4 files changed, 131 insertions, 31 deletions
diff --git a/base/string_util.h b/base/string_util.h
index 7245dc9..bd95589 100644
--- a/base/string_util.h
+++ b/base/string_util.h
@@ -180,6 +180,11 @@ std::string16 WideToUTF16(const std::wstring& wide);
 bool UTF16ToWide(const char16* src, size_t src_len, std::wstring* output);
 std::wstring UTF16ToWide(const std::string16& utf8);
 
+bool UTF8ToUTF16(const char* src, size_t src_len, std::string16* output);
+std::string16 UTF8ToUTF16(const std::string& utf8);
+bool UTF16ToUTF8(const char16* src, size_t src_len, std::string* output);
+std::string UTF16ToUTF8(const std::string16& utf16);
+
 // Defines the error handling modes of WideToCodepage and CodepageToWide.
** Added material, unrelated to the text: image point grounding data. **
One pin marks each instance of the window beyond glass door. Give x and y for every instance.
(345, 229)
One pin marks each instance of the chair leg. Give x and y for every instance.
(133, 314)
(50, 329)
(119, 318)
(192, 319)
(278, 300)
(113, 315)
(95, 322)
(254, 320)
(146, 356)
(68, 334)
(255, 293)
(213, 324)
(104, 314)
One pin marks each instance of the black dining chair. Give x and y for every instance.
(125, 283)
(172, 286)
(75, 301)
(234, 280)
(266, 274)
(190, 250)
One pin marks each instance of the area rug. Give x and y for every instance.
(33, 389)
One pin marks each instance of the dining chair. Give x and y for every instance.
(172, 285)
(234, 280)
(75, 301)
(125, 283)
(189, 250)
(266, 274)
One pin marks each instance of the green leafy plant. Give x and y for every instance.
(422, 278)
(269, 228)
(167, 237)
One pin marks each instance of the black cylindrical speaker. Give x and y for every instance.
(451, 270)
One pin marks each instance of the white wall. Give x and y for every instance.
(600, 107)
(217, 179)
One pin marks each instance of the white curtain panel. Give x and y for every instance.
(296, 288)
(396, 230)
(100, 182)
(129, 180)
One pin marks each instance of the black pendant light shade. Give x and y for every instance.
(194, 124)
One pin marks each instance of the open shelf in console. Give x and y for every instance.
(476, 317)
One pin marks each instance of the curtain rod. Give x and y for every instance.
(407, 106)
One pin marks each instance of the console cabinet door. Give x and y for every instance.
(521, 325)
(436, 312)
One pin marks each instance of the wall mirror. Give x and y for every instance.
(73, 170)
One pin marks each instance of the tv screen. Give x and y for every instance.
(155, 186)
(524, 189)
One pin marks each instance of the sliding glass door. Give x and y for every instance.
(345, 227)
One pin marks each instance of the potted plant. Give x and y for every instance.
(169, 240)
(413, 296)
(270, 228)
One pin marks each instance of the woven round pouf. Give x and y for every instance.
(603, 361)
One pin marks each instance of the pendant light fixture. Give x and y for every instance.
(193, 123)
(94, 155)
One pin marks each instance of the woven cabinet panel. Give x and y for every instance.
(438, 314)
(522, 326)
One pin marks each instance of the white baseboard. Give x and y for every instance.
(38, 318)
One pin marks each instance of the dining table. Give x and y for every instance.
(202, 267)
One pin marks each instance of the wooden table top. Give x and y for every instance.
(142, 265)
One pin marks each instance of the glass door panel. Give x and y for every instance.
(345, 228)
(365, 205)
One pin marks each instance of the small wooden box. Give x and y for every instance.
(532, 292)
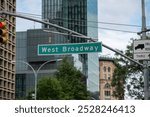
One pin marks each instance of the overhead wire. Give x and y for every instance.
(79, 24)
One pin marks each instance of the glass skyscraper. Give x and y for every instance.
(80, 16)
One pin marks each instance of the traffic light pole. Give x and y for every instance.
(146, 70)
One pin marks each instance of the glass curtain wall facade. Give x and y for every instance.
(75, 15)
(7, 53)
(26, 52)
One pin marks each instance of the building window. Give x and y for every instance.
(109, 76)
(105, 76)
(104, 68)
(109, 69)
(107, 94)
(107, 86)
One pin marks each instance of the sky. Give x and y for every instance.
(112, 11)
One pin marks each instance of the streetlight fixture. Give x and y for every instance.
(36, 71)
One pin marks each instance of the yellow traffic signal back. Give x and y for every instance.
(3, 33)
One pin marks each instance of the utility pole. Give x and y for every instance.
(145, 62)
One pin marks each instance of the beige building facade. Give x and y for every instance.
(107, 68)
(7, 53)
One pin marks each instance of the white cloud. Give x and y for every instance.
(31, 7)
(117, 11)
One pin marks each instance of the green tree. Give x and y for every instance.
(49, 88)
(128, 77)
(67, 83)
(72, 81)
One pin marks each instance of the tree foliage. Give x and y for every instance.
(128, 77)
(67, 83)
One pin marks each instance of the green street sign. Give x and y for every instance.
(77, 48)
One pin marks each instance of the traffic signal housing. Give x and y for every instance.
(3, 32)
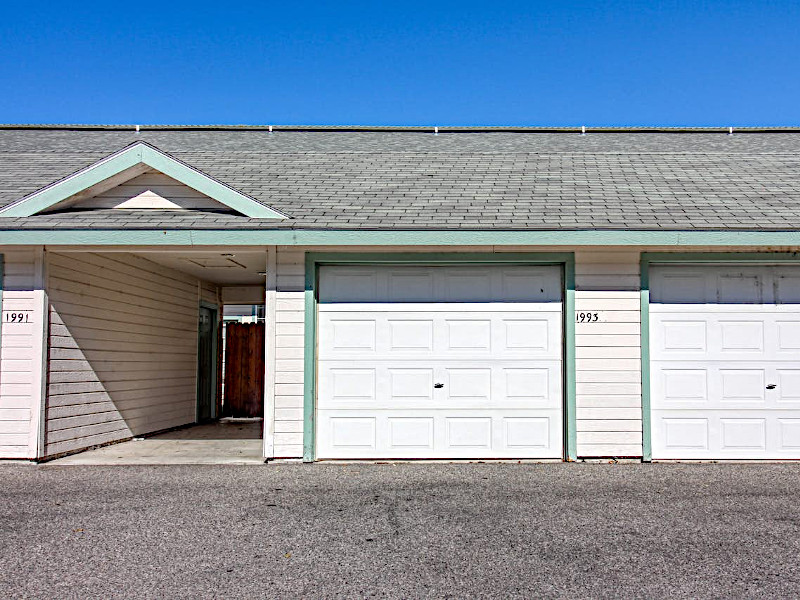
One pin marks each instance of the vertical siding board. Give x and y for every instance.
(609, 397)
(21, 359)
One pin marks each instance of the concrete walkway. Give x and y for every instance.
(220, 443)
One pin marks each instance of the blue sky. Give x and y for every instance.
(402, 63)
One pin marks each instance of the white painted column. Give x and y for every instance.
(270, 304)
(41, 306)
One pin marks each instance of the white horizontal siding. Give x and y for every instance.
(22, 355)
(123, 348)
(150, 190)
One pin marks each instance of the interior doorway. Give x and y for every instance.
(207, 364)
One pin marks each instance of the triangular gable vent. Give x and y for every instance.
(139, 177)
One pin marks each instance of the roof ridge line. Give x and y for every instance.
(408, 128)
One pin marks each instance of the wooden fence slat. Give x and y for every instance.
(244, 370)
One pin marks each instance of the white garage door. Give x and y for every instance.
(439, 362)
(725, 362)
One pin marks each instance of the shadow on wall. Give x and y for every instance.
(123, 349)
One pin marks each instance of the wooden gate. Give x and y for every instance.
(244, 370)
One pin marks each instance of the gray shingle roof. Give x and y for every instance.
(417, 180)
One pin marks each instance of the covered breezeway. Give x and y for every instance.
(135, 355)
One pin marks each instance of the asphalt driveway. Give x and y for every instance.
(404, 530)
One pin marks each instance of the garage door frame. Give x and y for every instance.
(689, 259)
(315, 260)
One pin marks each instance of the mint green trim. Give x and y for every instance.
(214, 351)
(310, 360)
(314, 260)
(677, 258)
(570, 385)
(644, 299)
(292, 237)
(2, 287)
(138, 154)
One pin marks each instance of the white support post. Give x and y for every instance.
(270, 303)
(41, 312)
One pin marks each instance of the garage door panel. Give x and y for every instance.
(439, 362)
(439, 433)
(412, 384)
(387, 335)
(725, 364)
(456, 285)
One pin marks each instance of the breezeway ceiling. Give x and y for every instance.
(229, 268)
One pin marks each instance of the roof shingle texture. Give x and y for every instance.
(417, 180)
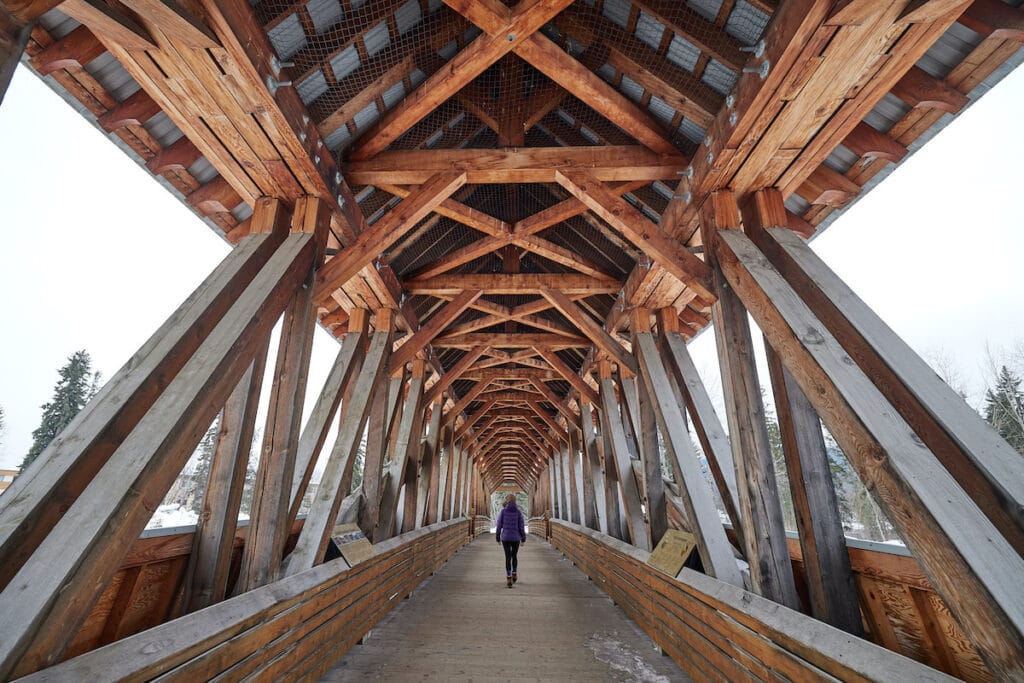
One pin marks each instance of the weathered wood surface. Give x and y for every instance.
(293, 623)
(973, 567)
(54, 590)
(458, 623)
(716, 631)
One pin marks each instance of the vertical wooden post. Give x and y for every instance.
(573, 466)
(36, 500)
(620, 452)
(974, 568)
(706, 422)
(268, 521)
(981, 461)
(645, 426)
(429, 465)
(314, 433)
(213, 543)
(410, 429)
(48, 599)
(592, 478)
(384, 417)
(320, 522)
(761, 512)
(826, 562)
(716, 553)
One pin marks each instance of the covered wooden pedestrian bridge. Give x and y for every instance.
(513, 219)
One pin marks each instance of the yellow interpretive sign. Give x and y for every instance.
(672, 552)
(352, 543)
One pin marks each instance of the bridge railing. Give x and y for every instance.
(716, 631)
(292, 629)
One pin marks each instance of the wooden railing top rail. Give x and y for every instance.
(823, 650)
(165, 647)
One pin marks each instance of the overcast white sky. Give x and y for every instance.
(94, 254)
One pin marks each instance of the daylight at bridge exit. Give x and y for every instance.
(511, 340)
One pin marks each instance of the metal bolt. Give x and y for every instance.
(272, 84)
(757, 49)
(761, 71)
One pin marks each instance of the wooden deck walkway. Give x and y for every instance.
(464, 624)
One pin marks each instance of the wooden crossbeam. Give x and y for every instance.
(569, 284)
(384, 232)
(590, 328)
(639, 229)
(628, 163)
(431, 329)
(517, 27)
 class OnStringUtilConversionError {
  public:
diff --git a/base/string_util_icu.cc b/base/string_util_icu.cc
index baa4674..6ad6ca2 100644
--- a/base/string_util_icu.cc
+++ b/base/string_util_icu.cc
@@ -145,6 +145,38 @@ bool ConvertUnicode(const SRC_CHAR* src, size_t src_len,
   return success;
 }
 
+
+// Guesses the length of the output in UTF-8 in bytes, and reserves that amount
+// of space in the given string. We also assume that the input character types
+// are unsigned, which will be true for UTF-16 and -32 on our systems. We assume
+// the string length is greater than zero.
+template<typename CHAR>
+void ReserveUTF8Output(const CHAR* src, size_t src_len, std::string* output) {
+  if (src[0] < 0x80) {
+    // Assume that the entire input will be ASCII.
+    output->reserve(src_len);
+  } else {
+    // Assume that the entire input is non-ASCII and will have 3 bytes per char.
+    output->reserve(src_len * 3);
+  }
+}
+
+// Guesses the size of the output buffer (containing either UTF-16 or -32 data)
+// given some UTF-8 input that will be converted to it. See ReserveUTF8Output.
+// We assume the source length is > 0.
+template<typename CHAR>
+void ReserveUTF16Or32Output(const char* src, size_t src_len,
+                            std::basic_string<CHAR>* output) {
+  if (static_cast<unsigned char>(src[0]) < 0x80) {
+    // Assume the input is all ASCII, which means 1:1 correspondence.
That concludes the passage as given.